第1話 両親へのプレゼント
文字数 544文字
あの話は、今から18年前の7月中旬にさかのぼる。
夕方近くに、見た目、高校生らしき女性が少し不安そうな顔をしてフロントへやって来た。
最初、私は彼女が修学旅行生の中の一人かと思ったのだ(当日、ホテルに修学旅行生が宿泊をしていたため)
しかし、実際はそうではなかった。
「フロントの責任者の方にお会いしたいのですが....」とその女性が私に言った。
その日、宿泊の責任者である松浜課長が休みであったため、
「私が今の責任者ですが、もし、私で宜しければお伺いしましょうか?」と言って、フロントカウンター近くにあるインフォメーションデスクへ彼女を案内し椅子に座ってもらった。
私も彼女の前に座ることにした。 少し沈黙があった。
「今度、両親をこちらのホテルへ宿泊をさせてあげたいのですが、どのようにすればいいのか分からなかったので、直接ここへ来ました」と彼女が言った。

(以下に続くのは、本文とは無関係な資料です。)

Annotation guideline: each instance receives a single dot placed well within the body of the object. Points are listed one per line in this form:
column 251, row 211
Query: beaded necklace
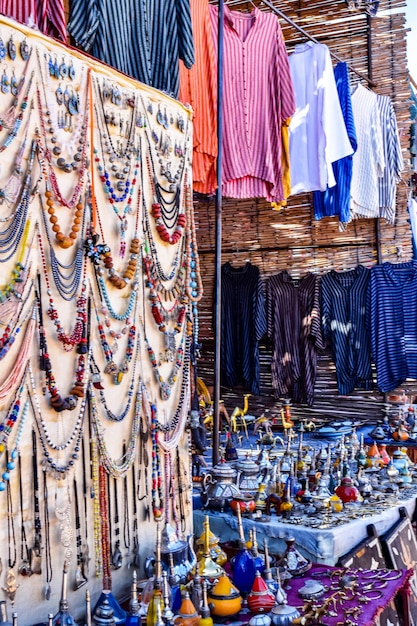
column 14, row 326
column 124, row 183
column 102, row 252
column 165, row 386
column 109, row 413
column 174, row 429
column 59, row 116
column 49, row 171
column 6, row 428
column 116, row 468
column 95, row 492
column 19, row 367
column 12, row 187
column 19, row 273
column 77, row 338
column 12, row 235
column 57, row 402
column 12, row 119
column 119, row 152
column 111, row 368
column 67, row 276
column 72, row 444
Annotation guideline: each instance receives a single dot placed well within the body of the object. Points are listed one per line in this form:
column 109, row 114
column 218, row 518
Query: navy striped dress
column 392, row 322
column 243, row 324
column 343, row 304
column 294, row 327
column 336, row 200
column 142, row 38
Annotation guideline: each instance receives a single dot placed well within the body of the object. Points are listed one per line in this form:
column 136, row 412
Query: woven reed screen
column 291, row 239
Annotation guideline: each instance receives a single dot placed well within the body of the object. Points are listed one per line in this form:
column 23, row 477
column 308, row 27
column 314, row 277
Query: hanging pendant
column 63, row 70
column 11, row 48
column 80, row 581
column 14, row 85
column 51, row 67
column 47, row 591
column 165, row 390
column 5, row 85
column 11, row 586
column 59, row 95
column 170, row 346
column 118, row 378
column 24, row 50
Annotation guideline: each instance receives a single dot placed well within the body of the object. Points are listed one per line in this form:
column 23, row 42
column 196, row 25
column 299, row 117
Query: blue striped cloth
column 243, row 324
column 392, row 322
column 142, row 38
column 343, row 303
column 336, row 200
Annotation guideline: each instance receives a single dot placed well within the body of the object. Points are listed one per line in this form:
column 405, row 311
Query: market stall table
column 370, row 594
column 323, row 544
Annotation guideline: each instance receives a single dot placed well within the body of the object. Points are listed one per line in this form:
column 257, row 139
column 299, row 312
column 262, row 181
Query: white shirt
column 368, row 160
column 318, row 134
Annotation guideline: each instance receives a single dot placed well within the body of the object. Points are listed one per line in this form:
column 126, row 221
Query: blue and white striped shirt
column 142, row 38
column 336, row 200
column 392, row 322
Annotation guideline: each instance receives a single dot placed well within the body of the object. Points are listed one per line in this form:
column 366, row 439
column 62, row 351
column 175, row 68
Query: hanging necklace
column 63, row 514
column 24, row 566
column 101, row 253
column 109, row 413
column 17, row 374
column 59, row 116
column 96, row 496
column 165, row 386
column 48, row 558
column 11, row 586
column 118, row 151
column 57, row 402
column 157, row 491
column 72, row 444
column 80, row 580
column 49, row 171
column 13, row 119
column 123, row 188
column 194, row 283
column 6, row 429
column 111, row 368
column 166, row 207
column 11, row 189
column 78, row 220
column 67, row 276
column 77, row 338
column 36, row 555
column 12, row 235
column 119, row 468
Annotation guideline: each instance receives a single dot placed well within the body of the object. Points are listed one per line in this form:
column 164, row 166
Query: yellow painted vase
column 224, row 598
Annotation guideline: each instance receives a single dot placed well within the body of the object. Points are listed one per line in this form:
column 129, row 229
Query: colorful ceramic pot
column 224, row 598
column 260, row 598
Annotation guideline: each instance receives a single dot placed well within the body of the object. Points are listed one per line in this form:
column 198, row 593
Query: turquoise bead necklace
column 12, row 416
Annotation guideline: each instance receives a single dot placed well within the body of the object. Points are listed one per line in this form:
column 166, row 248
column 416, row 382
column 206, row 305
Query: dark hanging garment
column 294, row 327
column 343, row 308
column 142, row 38
column 243, row 324
column 392, row 322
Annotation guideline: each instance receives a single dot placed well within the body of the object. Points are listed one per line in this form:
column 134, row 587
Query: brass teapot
column 219, row 486
column 176, row 551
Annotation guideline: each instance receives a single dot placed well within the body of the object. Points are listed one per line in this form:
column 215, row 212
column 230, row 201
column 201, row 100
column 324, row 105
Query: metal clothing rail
column 301, row 30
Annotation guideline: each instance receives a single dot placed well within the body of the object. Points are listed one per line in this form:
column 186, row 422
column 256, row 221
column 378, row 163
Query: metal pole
column 218, row 242
column 369, row 46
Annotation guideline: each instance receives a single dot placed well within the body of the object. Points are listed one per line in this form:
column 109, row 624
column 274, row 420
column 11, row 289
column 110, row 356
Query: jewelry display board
column 99, row 288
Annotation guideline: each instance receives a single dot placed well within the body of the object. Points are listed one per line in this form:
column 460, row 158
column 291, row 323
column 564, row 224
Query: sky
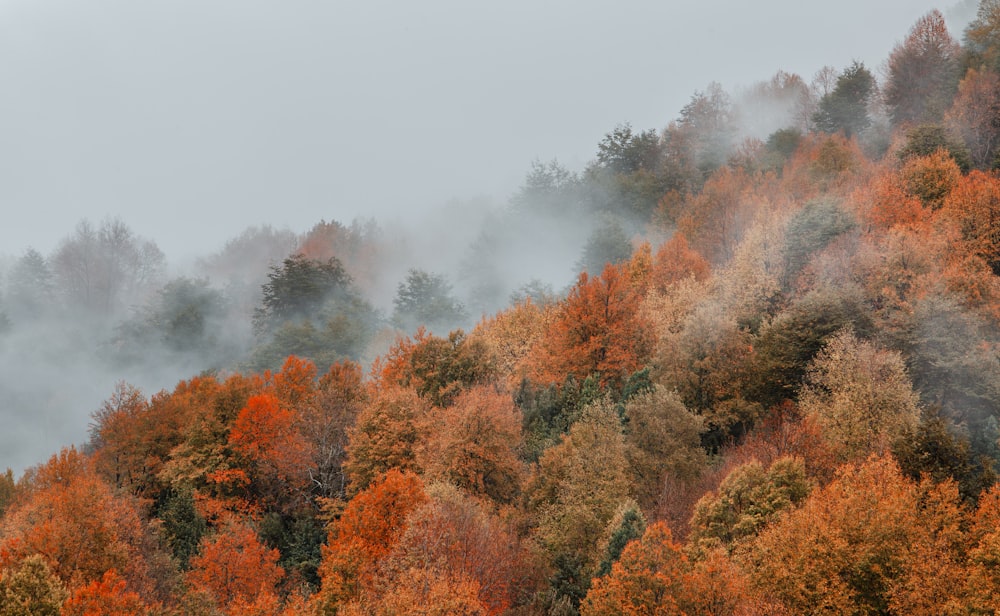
column 194, row 119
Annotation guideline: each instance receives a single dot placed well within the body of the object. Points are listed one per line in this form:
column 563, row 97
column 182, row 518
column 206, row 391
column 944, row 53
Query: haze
column 193, row 120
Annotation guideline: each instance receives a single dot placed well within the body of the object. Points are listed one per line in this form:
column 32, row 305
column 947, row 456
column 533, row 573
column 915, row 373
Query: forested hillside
column 744, row 364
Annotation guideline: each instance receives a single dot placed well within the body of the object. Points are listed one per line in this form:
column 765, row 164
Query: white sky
column 193, row 119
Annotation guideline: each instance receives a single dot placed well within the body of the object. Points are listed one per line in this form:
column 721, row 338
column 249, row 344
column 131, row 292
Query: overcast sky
column 193, row 119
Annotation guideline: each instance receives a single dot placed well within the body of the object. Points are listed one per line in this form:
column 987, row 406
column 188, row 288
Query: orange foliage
column 267, row 434
column 653, row 576
column 974, row 206
column 104, row 597
column 675, row 261
column 823, row 164
column 365, row 534
column 714, row 220
column 460, row 540
column 295, row 384
column 510, row 335
column 473, row 444
column 597, row 330
column 76, row 521
column 886, row 202
column 385, row 435
column 235, row 567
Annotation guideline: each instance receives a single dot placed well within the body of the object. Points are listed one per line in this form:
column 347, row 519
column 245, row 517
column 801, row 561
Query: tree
column 425, row 299
column 861, row 395
column 607, row 244
column 80, row 525
column 749, row 498
column 661, row 436
column 473, row 445
column 974, row 205
column 385, row 436
column 923, row 72
column 975, row 115
column 982, row 36
column 298, row 289
column 867, row 543
column 455, row 537
column 30, row 287
column 927, row 139
column 235, row 567
column 31, row 589
column 845, row 109
column 327, row 417
column 597, row 330
column 365, row 534
column 100, row 270
column 655, row 578
column 576, row 491
column 105, row 597
column 267, row 433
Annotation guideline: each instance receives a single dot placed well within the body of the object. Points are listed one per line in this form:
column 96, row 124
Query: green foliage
column 926, row 139
column 934, row 449
column 628, row 524
column 549, row 411
column 845, row 109
column 183, row 526
column 426, row 300
column 661, row 437
column 788, row 343
column 625, row 151
column 748, row 498
column 297, row 289
column 784, row 142
column 810, row 230
column 312, row 310
column 860, row 394
column 298, row 537
column 31, row 589
column 982, row 36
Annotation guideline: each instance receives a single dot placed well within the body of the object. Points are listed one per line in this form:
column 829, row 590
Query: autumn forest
column 755, row 372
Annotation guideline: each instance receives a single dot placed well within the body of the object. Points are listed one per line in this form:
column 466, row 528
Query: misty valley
column 746, row 363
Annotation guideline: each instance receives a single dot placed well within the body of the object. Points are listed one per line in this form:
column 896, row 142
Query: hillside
column 746, row 363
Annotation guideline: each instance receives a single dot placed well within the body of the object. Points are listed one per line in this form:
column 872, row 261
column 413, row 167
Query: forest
column 746, row 364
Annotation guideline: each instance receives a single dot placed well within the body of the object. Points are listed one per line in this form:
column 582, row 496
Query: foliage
column 749, row 498
column 845, row 109
column 425, row 300
column 31, row 589
column 861, row 395
column 923, row 72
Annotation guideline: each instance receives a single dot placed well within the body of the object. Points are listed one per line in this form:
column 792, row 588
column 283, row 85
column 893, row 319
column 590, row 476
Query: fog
column 192, row 122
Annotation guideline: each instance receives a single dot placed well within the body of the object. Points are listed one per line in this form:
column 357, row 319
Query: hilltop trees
column 846, row 107
column 923, row 73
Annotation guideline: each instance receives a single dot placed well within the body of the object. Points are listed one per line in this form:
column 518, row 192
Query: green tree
column 926, row 139
column 31, row 589
column 297, row 289
column 923, row 72
column 846, row 107
column 426, row 299
column 183, row 526
column 747, row 500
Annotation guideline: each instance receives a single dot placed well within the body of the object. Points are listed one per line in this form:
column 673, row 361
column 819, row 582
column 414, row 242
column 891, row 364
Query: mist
column 222, row 133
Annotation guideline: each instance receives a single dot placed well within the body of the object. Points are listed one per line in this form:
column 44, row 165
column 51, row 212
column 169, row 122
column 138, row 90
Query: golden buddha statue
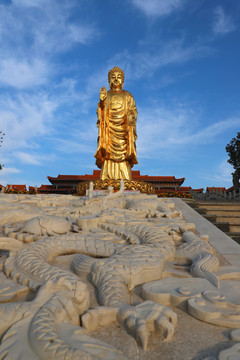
column 117, row 116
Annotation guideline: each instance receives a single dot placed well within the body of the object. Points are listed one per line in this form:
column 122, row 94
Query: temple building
column 66, row 184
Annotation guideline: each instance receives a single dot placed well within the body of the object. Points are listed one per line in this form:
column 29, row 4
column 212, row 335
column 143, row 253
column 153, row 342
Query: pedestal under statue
column 117, row 116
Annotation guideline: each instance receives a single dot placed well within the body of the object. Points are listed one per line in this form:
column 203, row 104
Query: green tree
column 233, row 150
column 1, row 140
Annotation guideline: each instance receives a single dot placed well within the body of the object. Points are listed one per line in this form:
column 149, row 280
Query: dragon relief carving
column 119, row 246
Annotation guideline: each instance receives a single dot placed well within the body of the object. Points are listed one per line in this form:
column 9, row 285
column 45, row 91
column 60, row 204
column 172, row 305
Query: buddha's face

「失礼ですが、あなたのご住所はどちらで、今日は、どなたかと来られたのですか?」と私が尋ねると、
住所などを聞いた理由は、彼女が確実に未成年と分かったため、トラブルなどを防ぐためにも確認をしたのだ。
「家は彦根(滋賀県)で両親と三人で住んでいます。ここまでは、私一人で、JRと地下鉄で来ました」と、彼女は正直に話してくれた。